|UK Grid Reference:||HU231465|
|Area (ha):||327 ha|
|Community Council:||Sandness & Walls|
Vaila contained 29 inhabitants in 1846 <ref> A Topographical Dictionary of Scotland (1846), pp. 586-88. URL: http://www.british-history.ac.uk/report.asp?compid=43487.</ref>, and is an island in Vaila Sound lying south of the Westland peninsula of the Shetland Mainland, in the mouth of the network of voes which collectively make up the harbours of Walls (Waas). It has an area of about 3 km².
Once home to a fishing station established by Arthur Anderson (the co-founder of P&O), notable buildings on the island include the Mucklaberry Castle tower and Vaila Hall, built in 1895. Vaila is home to an organic sheep farm and is also known for its mountain hares.
In 1576 the lands of Vaila were leased to a Scottish incomer Robert Cheyne from the Norwegian owner. Cheyne was granted leave by James VI of Scotland 'to build ane house and fortalice upoun the saidis landis of Valay for sauftie thairof fra the hiland men, perattis and otheris invasionis'. In time these holdings passed to James Mitchell of Girlsta.

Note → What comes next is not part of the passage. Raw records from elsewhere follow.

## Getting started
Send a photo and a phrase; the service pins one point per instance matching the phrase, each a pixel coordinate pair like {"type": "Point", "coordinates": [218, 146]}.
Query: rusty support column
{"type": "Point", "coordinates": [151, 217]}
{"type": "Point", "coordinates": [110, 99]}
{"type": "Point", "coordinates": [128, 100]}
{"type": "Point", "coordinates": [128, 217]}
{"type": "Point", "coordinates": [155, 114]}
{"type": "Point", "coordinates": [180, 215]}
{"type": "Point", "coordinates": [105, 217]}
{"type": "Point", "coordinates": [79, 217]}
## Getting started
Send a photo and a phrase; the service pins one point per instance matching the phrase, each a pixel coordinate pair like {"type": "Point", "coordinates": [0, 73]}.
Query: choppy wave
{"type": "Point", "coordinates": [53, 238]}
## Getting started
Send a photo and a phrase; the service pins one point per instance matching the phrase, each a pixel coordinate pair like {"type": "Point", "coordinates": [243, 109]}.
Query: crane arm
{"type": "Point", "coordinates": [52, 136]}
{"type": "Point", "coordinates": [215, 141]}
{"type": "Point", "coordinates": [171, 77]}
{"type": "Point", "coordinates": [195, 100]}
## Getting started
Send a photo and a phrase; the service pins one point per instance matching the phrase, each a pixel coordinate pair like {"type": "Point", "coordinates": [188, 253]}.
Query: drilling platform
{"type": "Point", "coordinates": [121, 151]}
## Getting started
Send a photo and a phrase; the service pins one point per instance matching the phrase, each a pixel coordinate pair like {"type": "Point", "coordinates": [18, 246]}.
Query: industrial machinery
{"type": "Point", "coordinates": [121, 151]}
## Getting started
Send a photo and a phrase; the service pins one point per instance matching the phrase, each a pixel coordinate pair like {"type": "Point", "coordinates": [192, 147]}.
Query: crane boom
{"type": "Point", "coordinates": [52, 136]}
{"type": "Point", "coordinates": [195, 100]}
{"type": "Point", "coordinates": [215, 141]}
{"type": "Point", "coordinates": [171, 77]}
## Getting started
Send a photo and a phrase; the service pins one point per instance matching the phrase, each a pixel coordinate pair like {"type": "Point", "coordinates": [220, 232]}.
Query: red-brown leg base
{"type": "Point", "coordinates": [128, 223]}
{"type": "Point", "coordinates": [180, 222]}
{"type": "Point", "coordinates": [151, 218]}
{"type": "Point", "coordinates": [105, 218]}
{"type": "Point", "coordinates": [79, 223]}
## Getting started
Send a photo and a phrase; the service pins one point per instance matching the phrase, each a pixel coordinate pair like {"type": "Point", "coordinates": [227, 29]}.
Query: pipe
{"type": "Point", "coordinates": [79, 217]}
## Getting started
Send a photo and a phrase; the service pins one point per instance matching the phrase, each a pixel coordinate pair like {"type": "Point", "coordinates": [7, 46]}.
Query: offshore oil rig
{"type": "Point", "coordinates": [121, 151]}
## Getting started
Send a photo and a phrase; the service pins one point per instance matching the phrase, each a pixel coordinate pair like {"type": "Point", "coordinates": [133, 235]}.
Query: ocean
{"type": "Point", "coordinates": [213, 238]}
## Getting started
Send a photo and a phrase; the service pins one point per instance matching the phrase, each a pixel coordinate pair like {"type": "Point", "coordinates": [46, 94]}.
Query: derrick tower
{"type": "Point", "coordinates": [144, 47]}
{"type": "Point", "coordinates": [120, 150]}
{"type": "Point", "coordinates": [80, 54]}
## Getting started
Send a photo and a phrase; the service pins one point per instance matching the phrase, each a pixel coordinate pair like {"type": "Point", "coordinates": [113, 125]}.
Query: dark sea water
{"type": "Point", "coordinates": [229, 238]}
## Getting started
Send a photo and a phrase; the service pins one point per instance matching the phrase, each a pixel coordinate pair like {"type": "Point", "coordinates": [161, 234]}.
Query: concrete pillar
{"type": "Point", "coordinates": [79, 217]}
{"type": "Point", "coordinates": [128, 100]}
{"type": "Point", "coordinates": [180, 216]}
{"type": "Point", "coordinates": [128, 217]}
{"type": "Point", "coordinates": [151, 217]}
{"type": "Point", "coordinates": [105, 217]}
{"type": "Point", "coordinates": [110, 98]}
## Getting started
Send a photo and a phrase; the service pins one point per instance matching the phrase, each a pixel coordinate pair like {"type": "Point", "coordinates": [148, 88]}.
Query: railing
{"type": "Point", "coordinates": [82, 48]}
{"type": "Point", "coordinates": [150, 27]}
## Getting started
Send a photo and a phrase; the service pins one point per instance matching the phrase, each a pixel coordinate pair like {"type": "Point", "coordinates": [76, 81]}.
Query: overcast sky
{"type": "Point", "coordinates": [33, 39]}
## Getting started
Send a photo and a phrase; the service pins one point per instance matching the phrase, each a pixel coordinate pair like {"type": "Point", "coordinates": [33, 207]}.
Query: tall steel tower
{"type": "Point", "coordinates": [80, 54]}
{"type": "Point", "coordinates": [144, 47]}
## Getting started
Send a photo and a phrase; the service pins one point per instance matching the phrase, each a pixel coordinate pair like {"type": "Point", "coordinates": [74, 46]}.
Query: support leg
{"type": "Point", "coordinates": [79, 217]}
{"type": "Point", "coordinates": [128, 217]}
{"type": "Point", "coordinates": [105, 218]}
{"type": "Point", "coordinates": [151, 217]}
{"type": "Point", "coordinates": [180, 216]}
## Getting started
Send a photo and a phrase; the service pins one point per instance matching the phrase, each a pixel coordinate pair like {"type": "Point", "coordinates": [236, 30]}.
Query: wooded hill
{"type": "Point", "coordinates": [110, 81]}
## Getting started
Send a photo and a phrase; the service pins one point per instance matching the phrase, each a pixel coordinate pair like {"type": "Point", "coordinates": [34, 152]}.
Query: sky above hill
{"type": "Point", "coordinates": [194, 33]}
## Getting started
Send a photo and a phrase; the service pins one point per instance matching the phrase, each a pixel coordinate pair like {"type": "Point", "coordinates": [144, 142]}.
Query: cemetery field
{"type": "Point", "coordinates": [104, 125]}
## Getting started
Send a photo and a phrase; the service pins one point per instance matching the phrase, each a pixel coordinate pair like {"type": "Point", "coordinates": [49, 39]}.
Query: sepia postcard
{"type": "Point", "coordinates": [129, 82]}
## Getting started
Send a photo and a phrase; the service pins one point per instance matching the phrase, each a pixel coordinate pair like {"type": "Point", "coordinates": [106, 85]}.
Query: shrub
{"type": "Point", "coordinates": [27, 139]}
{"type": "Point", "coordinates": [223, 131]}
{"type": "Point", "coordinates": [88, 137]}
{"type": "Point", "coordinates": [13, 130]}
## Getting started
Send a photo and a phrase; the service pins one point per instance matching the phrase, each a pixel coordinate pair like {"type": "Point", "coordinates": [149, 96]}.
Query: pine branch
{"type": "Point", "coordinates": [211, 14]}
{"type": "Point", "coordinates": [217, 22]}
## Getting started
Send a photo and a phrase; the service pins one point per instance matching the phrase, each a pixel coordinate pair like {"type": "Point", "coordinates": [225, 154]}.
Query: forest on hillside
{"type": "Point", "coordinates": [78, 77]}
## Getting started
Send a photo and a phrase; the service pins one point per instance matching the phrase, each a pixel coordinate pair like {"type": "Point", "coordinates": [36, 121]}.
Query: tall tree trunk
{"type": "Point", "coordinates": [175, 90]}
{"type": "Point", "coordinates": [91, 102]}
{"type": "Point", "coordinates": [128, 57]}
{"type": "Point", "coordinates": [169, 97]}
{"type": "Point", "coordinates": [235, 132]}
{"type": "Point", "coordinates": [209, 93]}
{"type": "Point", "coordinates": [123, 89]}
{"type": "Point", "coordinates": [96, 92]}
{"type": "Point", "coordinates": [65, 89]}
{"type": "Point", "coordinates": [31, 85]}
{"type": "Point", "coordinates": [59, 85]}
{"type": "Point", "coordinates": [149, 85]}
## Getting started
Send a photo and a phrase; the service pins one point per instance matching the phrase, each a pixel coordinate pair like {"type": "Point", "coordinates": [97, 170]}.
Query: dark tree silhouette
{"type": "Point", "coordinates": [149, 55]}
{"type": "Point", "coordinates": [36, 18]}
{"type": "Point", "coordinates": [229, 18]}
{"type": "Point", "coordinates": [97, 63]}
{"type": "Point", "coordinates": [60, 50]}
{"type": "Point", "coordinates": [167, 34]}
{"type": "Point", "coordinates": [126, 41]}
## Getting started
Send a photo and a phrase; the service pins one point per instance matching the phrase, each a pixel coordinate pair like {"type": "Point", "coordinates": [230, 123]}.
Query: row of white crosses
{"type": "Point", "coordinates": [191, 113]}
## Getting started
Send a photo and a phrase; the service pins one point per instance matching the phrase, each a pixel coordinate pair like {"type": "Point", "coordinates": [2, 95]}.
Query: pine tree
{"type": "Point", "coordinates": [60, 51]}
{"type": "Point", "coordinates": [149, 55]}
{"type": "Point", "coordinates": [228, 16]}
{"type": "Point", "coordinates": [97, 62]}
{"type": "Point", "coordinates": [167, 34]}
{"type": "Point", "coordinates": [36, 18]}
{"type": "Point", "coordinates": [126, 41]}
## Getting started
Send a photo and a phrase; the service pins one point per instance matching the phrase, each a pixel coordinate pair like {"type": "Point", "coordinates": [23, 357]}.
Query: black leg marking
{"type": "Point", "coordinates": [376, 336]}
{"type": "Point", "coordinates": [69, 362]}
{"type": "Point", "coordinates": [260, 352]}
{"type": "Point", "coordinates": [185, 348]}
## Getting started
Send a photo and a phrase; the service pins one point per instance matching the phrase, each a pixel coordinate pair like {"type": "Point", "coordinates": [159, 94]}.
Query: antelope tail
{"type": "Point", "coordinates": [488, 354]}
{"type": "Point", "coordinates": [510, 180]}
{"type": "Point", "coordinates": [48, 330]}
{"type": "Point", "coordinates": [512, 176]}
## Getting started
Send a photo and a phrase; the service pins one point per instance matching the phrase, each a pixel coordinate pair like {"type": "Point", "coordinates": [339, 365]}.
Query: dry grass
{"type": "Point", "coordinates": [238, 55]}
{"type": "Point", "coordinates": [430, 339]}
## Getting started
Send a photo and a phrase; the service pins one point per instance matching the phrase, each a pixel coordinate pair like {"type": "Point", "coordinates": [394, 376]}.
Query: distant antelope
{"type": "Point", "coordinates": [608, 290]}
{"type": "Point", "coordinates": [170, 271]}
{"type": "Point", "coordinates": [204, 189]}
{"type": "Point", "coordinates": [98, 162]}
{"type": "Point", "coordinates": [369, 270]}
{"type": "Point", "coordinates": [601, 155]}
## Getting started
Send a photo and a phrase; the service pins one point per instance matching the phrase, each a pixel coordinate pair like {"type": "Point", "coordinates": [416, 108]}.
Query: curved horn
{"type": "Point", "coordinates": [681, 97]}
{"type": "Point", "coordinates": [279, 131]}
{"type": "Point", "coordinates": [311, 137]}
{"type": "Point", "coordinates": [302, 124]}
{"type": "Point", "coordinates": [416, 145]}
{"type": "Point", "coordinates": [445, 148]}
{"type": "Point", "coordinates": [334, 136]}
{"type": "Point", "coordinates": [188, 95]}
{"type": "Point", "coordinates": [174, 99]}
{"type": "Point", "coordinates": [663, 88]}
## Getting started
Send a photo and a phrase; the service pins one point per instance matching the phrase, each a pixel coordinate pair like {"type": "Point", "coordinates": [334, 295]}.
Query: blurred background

Mitchell's daughter Grizell married John Scott in 1696, whose older brother George was then Steward Depute of Orkney and Shetland. The new Haa of Vaila was completed the same year. The new couple appear to have settled in Melby, however, as it is here their children are born. A further marriage between cousins among the Scotts and the Mitchells in the next generation solidified the estates of Foula, Vaila, Melby and Norby in the Scott family.
However tragedy struck the family in 1764 when the heir, also John Scott, fell from a cliff in Vaila - "da young laird 'at gude owir da banks", as he was remembered locally. The following year his father, also John, the old laird, died too. Around 1800, the estate base moved to Melby, Sandness with the building of Melby Hall, but tragedy dogged them as the next generation's heir was also lost at an early age, drowning off Cruden Bay when the trader "Doris" went down in 1813.
Through Arthur Anderson's friendship with one of the family, James Scott, Vaila became the base for an experiment in local industry, when the first free fishing station was established, encouraging the fishermen to manage their own affairs out of the grasp of Truck.
Vaila remained in Scott hands until the family's fall in fortunes in the 1880s and 90s, after which the island and some other parts of the estate were bought by the rich Anderton family. The Haa was considerably extended by them, and became Vaila Hall.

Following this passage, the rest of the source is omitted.